Christopher Dembik, Senior Investment Strategy Adviser Pictet Asset Management.
La semaine dernière, le taux à 40 ans japonais a atteint 3,46% – un point haut de 20 ans. Cela s’est produit alors que les taux longs montent dans tous les pays développés. Le taux à 30 ans britannique a atteint 5,50% tandis que le taux à 30 ans américain a flirté avec 5%. Beaucoup d’analystes ont vu dans la flambée des taux japonais le signe de la perte de contrôle de la Banque du Japon (BoJ) et d’inquiétudes concernant la trajectoire de la dette japonaise. C’est faux, pour quatre raisons :
1/ La BoJ a abandonné le contrôle strict de la courbe des taux l’an dernier. Elle continue d’intervenir sur le marché obligataire, mais avec flexibilité. Si elle le souhaite, elle peut de nouveau introduire un contrôle de la courbe.
2/ Selon les dernières données de l’OCDE, la dette japonaise est soutenable. Les intérêts payés sur la dette n’ont représenté que 0,23% du PIB à la fin du premier trimestre. C’est négligeable.
3/ Un pays endetté a besoin d’une inflation élevée. C’est le cas au Japon où elle est proche de son point haut depuis 30 ans.
4/ Argument imparable, la BoJ détient 46% du stock total d’obligations souveraines du pays. L’archipel est le parfait exemple de dominance fiscale.
En revanche, la hausse des taux longs dans les autres pays pose davantage un problème. C’est particulièrement le cas aux États-Unis. Nous sommes loin de la zone de danger située entre 4,75%-5,00% sur le taux à 10 ans. Mais nous nous en rapprochons, ce qui provoque une contagion à l’ensemble du marché obligataire.
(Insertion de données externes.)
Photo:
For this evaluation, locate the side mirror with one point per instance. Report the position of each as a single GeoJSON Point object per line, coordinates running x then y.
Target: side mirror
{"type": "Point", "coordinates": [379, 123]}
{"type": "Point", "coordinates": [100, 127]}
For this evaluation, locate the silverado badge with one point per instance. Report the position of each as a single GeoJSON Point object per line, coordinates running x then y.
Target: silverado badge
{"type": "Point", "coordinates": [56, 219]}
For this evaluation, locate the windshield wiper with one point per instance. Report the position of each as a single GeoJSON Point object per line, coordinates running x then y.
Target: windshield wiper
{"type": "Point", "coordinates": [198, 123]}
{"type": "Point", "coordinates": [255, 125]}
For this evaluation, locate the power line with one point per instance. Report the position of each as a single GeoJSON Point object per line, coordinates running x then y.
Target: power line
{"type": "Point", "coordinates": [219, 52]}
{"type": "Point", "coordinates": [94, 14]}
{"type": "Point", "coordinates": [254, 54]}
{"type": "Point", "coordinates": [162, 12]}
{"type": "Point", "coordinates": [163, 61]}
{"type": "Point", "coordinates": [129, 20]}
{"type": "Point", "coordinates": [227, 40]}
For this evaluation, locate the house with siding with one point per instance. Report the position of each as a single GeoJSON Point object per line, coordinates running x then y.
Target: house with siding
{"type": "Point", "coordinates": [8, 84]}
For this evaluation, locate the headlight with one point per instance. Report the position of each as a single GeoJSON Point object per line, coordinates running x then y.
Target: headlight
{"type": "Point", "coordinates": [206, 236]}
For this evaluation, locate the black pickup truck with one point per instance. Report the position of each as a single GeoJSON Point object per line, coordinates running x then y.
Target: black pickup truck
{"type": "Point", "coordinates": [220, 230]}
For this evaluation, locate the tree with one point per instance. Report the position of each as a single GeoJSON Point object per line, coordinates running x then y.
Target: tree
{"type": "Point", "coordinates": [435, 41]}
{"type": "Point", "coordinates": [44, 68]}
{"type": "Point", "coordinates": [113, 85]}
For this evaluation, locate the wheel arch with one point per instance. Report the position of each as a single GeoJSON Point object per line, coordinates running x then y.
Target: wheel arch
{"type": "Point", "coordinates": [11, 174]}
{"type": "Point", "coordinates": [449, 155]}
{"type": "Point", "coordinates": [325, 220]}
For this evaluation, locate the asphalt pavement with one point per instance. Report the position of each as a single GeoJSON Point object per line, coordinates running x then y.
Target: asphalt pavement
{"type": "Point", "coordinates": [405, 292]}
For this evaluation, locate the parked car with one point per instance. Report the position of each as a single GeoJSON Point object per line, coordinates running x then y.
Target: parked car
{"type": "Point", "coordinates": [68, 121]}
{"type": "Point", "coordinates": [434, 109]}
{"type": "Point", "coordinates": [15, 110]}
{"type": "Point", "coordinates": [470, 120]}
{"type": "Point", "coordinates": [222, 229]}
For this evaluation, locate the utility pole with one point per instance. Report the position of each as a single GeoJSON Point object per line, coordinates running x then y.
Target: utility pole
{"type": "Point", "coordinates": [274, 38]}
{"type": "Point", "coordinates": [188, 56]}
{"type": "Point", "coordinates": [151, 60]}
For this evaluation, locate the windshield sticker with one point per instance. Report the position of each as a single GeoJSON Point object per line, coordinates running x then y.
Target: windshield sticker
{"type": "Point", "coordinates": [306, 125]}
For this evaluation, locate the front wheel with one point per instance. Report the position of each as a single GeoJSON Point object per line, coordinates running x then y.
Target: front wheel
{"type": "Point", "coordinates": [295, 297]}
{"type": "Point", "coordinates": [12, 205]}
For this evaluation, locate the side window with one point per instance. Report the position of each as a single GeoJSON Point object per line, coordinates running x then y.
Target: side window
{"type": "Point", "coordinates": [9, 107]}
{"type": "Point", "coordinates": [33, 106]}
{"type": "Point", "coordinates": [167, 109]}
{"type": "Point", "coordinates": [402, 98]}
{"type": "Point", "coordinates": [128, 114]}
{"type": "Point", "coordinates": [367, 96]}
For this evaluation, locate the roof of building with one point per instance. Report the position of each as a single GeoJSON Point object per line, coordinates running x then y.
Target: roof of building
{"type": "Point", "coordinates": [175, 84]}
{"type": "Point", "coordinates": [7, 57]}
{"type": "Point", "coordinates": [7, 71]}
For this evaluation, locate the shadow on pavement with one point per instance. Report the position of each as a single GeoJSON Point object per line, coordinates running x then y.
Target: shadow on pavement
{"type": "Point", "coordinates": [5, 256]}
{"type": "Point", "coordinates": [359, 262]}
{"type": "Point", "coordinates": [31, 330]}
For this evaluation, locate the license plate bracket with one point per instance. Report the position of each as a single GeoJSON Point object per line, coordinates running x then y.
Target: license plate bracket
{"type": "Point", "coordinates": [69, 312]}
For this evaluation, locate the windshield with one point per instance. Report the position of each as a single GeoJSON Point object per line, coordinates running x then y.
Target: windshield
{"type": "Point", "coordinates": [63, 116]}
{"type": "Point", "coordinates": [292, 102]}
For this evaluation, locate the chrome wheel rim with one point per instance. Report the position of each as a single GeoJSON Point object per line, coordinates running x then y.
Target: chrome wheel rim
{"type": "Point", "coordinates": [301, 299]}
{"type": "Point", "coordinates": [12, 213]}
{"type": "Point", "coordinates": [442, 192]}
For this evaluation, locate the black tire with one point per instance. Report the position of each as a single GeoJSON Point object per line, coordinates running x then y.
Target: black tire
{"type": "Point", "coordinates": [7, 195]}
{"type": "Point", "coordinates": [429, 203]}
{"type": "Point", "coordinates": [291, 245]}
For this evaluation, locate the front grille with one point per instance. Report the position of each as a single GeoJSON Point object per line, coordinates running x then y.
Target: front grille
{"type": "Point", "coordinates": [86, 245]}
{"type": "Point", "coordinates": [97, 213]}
Sans surprise, la France, lourdement endettée et étant confrontée à une croissance atone (0,6% en 2025 selon la dernière estimation de la Commission Européenne), n’est pas épargnée. Le taux de référence se situe à une trentaine de points de base supérieurs à son niveau de fin 2024. Nous estimons que la baisse des taux attendue par la BCE en juin (-25 points de base) et même au-delà ne va pas permettre une diminution des tensions sur l’obligataire souverain européen.
À surveiller :
- Les tensions qui persistent sur le marché obligataire.
- Nvidia est en train d’investir dans l’informatique quantique via la start-up californienne PsiQuantum qui fabrique des ordinateurs quantiques avec des photons. Ce sera peut-être la prochaine vague après l’IA…ou une bulle. Le géant américain, qui se présente désormais comme un fournisseur d’infrastructures en IA et en robotique, publie également ses résultats financiers pour le premier trimestre le 28 mai. Ils devraient être bons. Il faudra surveiller s’il y a du changement au niveau de la répartition géographique des acheteurs de processeurs Nvidia du fait de la guerre commerciale. La Chine, Taïwan et Singapour occupent une place de choix alors que l’Europe est tout simplement invisible.
- Le PIB français au premier trimestre, qui devrait être décevant. La conjoncture est défavorable, marquée par une contraction des dépenses en capital des entreprises en France depuis la mi-2023, après un fort rebond post-Covid.
Vous ne l’avez pas lu dans la presse
Pour la première fois en 25 ans, les Britanniques détiennent plus de bons du Trésor américain que les Chinois. C’est une bonne nouvelle pour la Maison Blanche. On voit mal les Britanniques – fidèles alliés des Américains – se délester rapidement de leurs actifs en dollars.